Figure 4: Quaternary watershed location for eastern and northern Georgian Bay, obtained from OMNR. See Table 1 for list of names corresponding to each OMNR code. The shading of the watersheds is for illustrative purposes only.
2.4. Comparison of Differences in Inventories

The shapefile for the GLCWCI was available online from the Great Lakes Commission’s website [29] and was used to conduct a comparison of the MCWI and GLCWCI. The wetland layers created in the MCWI were used to clip out portions of the GLCWCI corresponding to the Coastal and Upstream regions. Our “Coastal” zone is the same as the “Lacustrine” class defined by the GLCWCI and can be used interchangeably. We note, however, that there is no category that matches our “Upstream” portion, but in the GLCWCI shapefile, there are regions that would be defined as “Upstream,” even though they were not actually classified as such. To assess differences between inventories, we used a GIS to calculate total area of wetlands for the respective inventories. The comparison included wetlands in the MCWI and the GLCWCI along the northern and eastern shore of Georgian Bay. We excluded all wetlands <2 ha in the MCWI to make this criterion consistent with that of the GLCWCI.

3. Results

3.1. McMaster Coastal Wetland Inventory

In total, 73 IKONOS and 8 QuickBird images were digitized, and each image was delineated separately for both the high-marsh and low-marsh habitats. For upstream wetland habitat, however, only 21 IKONOS images were delineated (south of Parry Sound) with the remaining data being filled in from the OBM wetland layer (Figure 3).

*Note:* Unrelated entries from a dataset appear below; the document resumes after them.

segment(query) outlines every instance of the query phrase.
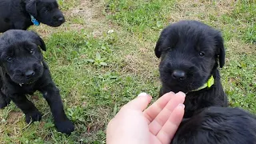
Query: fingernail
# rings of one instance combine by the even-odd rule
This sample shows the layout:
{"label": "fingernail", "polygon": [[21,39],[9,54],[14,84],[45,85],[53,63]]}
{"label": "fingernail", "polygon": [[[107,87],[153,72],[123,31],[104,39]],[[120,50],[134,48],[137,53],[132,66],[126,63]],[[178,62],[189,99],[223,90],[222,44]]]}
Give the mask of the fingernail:
{"label": "fingernail", "polygon": [[145,96],[146,96],[146,95],[147,95],[146,93],[141,93],[141,94],[139,94],[138,95],[138,97],[140,97],[140,96],[145,97]]}
{"label": "fingernail", "polygon": [[175,94],[175,93],[172,92],[172,91],[170,91],[169,94]]}
{"label": "fingernail", "polygon": [[185,105],[184,105],[183,103],[180,103],[180,104],[178,104],[178,106],[181,106],[182,109],[184,109],[184,108],[185,108]]}
{"label": "fingernail", "polygon": [[177,93],[177,94],[181,94],[181,95],[183,96],[183,97],[186,97],[186,94],[185,94],[183,92],[182,92],[182,91],[179,91],[179,92]]}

Despite our best efforts, we were unable to acquire appropriate imagery to fill one small gap in northern Georgian Bay (Figure 2). We know that wetlands exist in these gaps because we have conducted field sampling there (Chow-Fraser, unpub. data). Therefore, the estimate in this document should be considered a slight underestimate of the actual amount of coastal wetland habitat in northern Georgian Bay, and future efforts should be made to fill this gap with some other satellite media of the same vintage. Relative to the remainder of the shoreline in eastern and northern Georgian Bay, this gap in imagery amounts to only a small fraction of the shoreline and should be relatively easy to update as soon as appropriate imagery has been acquired.

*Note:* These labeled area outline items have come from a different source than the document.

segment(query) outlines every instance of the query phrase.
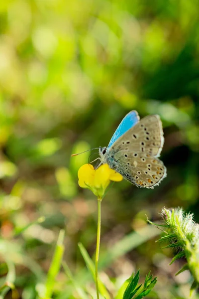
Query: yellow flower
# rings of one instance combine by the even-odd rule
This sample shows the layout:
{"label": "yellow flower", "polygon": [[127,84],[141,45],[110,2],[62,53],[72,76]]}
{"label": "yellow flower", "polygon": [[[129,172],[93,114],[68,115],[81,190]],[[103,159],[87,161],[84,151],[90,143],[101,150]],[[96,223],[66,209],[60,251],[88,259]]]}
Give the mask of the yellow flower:
{"label": "yellow flower", "polygon": [[79,184],[82,188],[87,188],[98,198],[102,198],[110,181],[119,182],[122,176],[103,164],[95,169],[91,164],[85,164],[78,171]]}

In total, 3771 units (414 units > 2 ha) of low marsh, 6355 units (289 units > 2 ha) of high marsh, and 2603 units (883 units > 2 ha) of upland wetland are included in the MCWI. Size of wetlands in LM habitat varied a great deal, with a mean of 1.4 (± 12.0) ha and a median of 0.3 ha. By comparison, those in HM habitat were more uniform in size, with a mean of 0.5 (± 2.2) ha and median of 0.1 ha, and those in the UP habitat were larger, with a mean of 3.3 (± 9.0) ha and a median of 1.1 ha. UP habitat covered the largest area (8676 ha), followed by LM (5376 ha) and HM (3298 ha) (Table 2; Figure 4).

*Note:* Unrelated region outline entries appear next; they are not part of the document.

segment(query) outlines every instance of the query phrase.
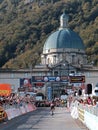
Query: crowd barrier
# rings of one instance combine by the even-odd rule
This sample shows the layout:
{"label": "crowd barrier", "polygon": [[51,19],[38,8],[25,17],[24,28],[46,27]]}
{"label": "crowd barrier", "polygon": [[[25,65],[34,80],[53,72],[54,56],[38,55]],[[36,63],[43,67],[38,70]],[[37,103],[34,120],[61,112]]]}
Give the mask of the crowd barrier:
{"label": "crowd barrier", "polygon": [[7,118],[8,120],[11,120],[12,118],[15,118],[17,116],[20,116],[22,114],[25,114],[27,112],[31,112],[36,110],[36,106],[33,104],[26,104],[25,106],[20,106],[19,108],[9,108],[6,109]]}
{"label": "crowd barrier", "polygon": [[75,103],[71,108],[71,116],[74,119],[79,119],[83,124],[85,124],[89,130],[98,130],[98,108],[76,105]]}

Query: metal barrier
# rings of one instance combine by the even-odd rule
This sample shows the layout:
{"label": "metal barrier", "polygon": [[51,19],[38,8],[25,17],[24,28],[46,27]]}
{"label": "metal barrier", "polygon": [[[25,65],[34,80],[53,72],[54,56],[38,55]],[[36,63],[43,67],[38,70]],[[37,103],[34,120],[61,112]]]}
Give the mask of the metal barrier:
{"label": "metal barrier", "polygon": [[93,115],[98,116],[98,107],[97,106],[79,104],[78,109],[85,110]]}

Along the eastern and northern shores of Georgian Bay, there are a total of 37 quaternary watersheds ranging in size from 564 ha (Giants Tomb) to 126103 ha (French River) (Figure 5; Table 1). The largest amount of wetland habitat (2394 ha) was found in the Moon-Musquash watershed (Table 1). When sorted by different type of habitat, however, we found that the Coldwater watershed was associated with the greatest amount of LM habitat (49 units with a total area of 797 ha) (Table 3). It was surprising that this LM habitat only accounted for 3.7% of the total Coldwater watershed area, when the LM habitat in Beausoleil-Severn Island accounted for 25.6% of the total watershed area; Islands in Beausoleil-Severn were also associated with the highest percentage of HM habitat (8.7%). The Eastern Coast Islands watershed contained 1035 units of HM, for a total area of 404 ha (Table 3). The Moon-Musquash River watershed contained the greatest amount of UP habitat, with 159 units and a total area of 1708 ha (Table 3), while the MacGregor-Sampson Islands watershed had the highest percentage of UP habitat (8.6%) of all 37 quaternary watersheds.

Table 1: List of OMNR watershed codes and the assigned name to reflect the major tributary or geographic feature. Watershed area, the total number of marshes, and the amount of marsh area within each watershed are provided.
Table 2: Comparison of the total area of low-marsh, high-marsh, and upstream wetlands for eastern and northern Georgian Bay identified in the GLCWC and the MCWI.
Table 3: Number and areal coverage of low-marsh, high-marsh, and upstream wetlands for each of the 37 quaternary watersheds along eastern and northern Georgian Bay (see location of each in Figure 5).
Figure 5: Overview map of the McMaster Coastal Wetland Inventory, covering eastern and northern Georgian Bay within 2 km of the shoreline. The two insets provide a closeup of the region near MacGregor Bay (top; orange) and the Honey Harbour (bottom; purple).
3.2. MCWI/GLCWCI Comparison

We compared the total amount of wetlands in both the MCWI and the GLCWCI with respect to wetlands >2 ha (Table 2). There were 1586 wetland units in the MCWI, covering an area of 13267 ha; by comparison, the GLCWCI only included 696 wetland units, covering a total area of 3660. Within the Coastal zone, the MCWI included more than twice as many LM (414 versus 170) and UP (883 versus 379) units and a greater number of HM units (289 versus 234). In terms of area, however, there was almost 14 times the area of LM (4044 versus 298 ha), greater than three times the amount of HM (1842 versus 587), and more than six times the amount of UP (7381 versus 1762 ha) habitat. The greater number of wetland units and area included in the MCWI is despite the inclusion of 1014 ha of wetland area that was unique to the GLCWCI (see Figure 6).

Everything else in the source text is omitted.